(foto: Lee Jeffries)
Otro ilustre morador de nuestro panteón de olvidados (a estas alturas, un argentinismo).
"FUE un trago largo, como un lazo. Pialó el acuerdo.
Y dijo:
–Mi padre llegó a Carmen de Patagones durante la
administración del Comandante Oyuela.
El pillaje de los indios devastaba las colonias y las
estancias de la frontera.
A base de robos y de comerciantes sin escrúpulos
florecía la exportación de cueros y tasajo.
Mi padre era gaucho. Llevaba cinco “muertes” encima. Y
entró a punto en el juego.
Porque entre reducidores, aventureros, corsarios y
esclavos, el crimen es una ficha.
Los soldados que mandó la Primera Junta a sofocar la
revuelta del año 12 se rebelaron el 19.
¡Todavía se oían los ayes del Gobernador y se veían
las cabezas de los oficiales enterrados vivos!
Mi padre, corrido por la justicia, se encontró, a sí
mismo, en la promiscuidad de los Aucas.
Pues el gaucho que se asquea de la ley de los hombres
regresa al instinto de la indiada.
Con ellos robó y mató a gusto, hasta que vino el
gallego Pincheira. ¡Ordene, Oficial Pincheira!
Y entró a su banda militarizada de forajidos: indios,
gauchos y soldados desertores.
Mi padre dilapidó su parte de cuarenta mil vacunos
"reducidos" a patacones en el Carmen.
Hasta que los colonos cansados de pillajes se hicieron
a su vez cuatreros y bandidos...
La emoción de bandidaje es una emoción bárbara, pero
subyugante de la especie.
Arrasar, quemar; violar, matar; son cosas primarias
que cobijan todas las almas.
Mi padre decía: quien degüella, desuella y... resuella.

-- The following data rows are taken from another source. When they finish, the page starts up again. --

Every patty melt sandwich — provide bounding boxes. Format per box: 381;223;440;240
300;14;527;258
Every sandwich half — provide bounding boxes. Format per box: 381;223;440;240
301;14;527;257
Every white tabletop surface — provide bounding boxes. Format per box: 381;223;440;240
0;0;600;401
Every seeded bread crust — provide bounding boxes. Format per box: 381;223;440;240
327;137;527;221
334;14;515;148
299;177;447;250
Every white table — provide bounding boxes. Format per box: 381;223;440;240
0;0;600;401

Y no tuvo asco: bestias, indios o cristianos.
Pero todo cansa. Y con una cautiva que rescató en
Chile, merodeó por las orillas de Río Negro.
Fuera del apero, su daga, sus piojos y su quillango,
no tenia más que cicatrices.
Juntó cueros de zorros y plumas de ñandú. Pero la
honradez lo acobardaba...
Se metió con los noruegos de una factoría de aceite. Y
tuvo vergüenza del trabajo...
¡A él, que amaba los entreveros, le dolía matar focas
a garrotazos en bahías desoladas!
Mi padre, el 26, entró a bordo de un corsario cuando
estalló la guerra con Brasil.
Se curtió con sudestadas. Y se templó de nuevo en las
matanzas de los abordajes.
Carmen de Patagones vivía el esplendor que da la plata
del vicio y la rapiña.
Se hizo puerto libre y zona neutra. Se llenó de
truhanes, putas y piratas: de vértigo y orgía.

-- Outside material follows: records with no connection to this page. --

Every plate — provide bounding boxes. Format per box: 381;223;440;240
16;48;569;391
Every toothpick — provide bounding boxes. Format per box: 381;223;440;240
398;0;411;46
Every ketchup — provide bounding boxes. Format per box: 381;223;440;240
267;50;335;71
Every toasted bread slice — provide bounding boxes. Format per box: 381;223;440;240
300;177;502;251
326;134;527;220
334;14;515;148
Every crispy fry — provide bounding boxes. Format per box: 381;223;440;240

Los brasileros, hartos de ignominias y saqueos de
corsarios, resolvieron hacer un escarmiento.
Cinco navíos de guerra, del bloqueo a Buenos Aires,
fondearon en las bocas del Río Negro.
Y setecientos hombres, bajo el mando de un general
inglés, enfilaron hacia Carmen de Patagones.
La noticia apenó a todos. Entraban en la patria como
el hacha en el árbol que se quiere.
Mi padre se enroló en la defensa. Defensa improvisada,
de milicos, gauchos y tahúres.
Tenían de arma un espíritu de llama y de escudo
solamente la tela de la faja y de la vincha.

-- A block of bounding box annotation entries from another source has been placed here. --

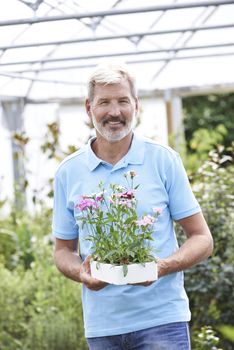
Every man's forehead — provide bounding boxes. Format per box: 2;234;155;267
94;80;131;98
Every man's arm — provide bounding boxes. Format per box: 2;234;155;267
54;238;107;290
158;213;213;277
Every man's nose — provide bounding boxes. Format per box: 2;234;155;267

Cien jinetes en conjunto. Coordinaron el ataque con la
astucia del indio y la rabia del desierto.
Seis leguas separaban al invasor, de Patagones. Seis
leguas de sed en un páramo de fuego.
Los infantes brasileños lo ignoraban. Conducidos sin
cautela, se filtraron de cansancio en el camino.
Mi padre, entonces, abrió lucha de emboscada. Los
sedientos bebieron sangre en sus heridas.
Los demás, la lengua seca, se desbandaron como loros
ante el huracán de los centauros.
En medio de una escaramuza, el brillante uniforme del
general atraía la mirada.
Mi padre lo volteó de un balazo mientras sus huestes
sucumbían por las cargas y la sed.
Y deseando con locura su uniforme, se precipitó sobre
el
general, a despojárselo.
Su cuerpo inmóvil cedía dócilmente. Ya casi desnudo,
mi padre quedó bizco de repente.
¡Un anillo magnifico destellaba en su mano! En el
apuro de tenerlo, le cortó el dedo de un hachazo.
Fue un ¡ay! horrible. El general, nada más que herido,
simulaba la muerte por salvarse...
¡Pero la muerte vino sin piedad! Y mientras milicos y
gauchos arreaban prisioneros,
Mi padre le hundió la daga en el corazón; la revolvió
como una bombilla en el mate.
Y ufano del anillo y la chaqueta, galopó sobre
cadáveres a dirigir la columna derrotada."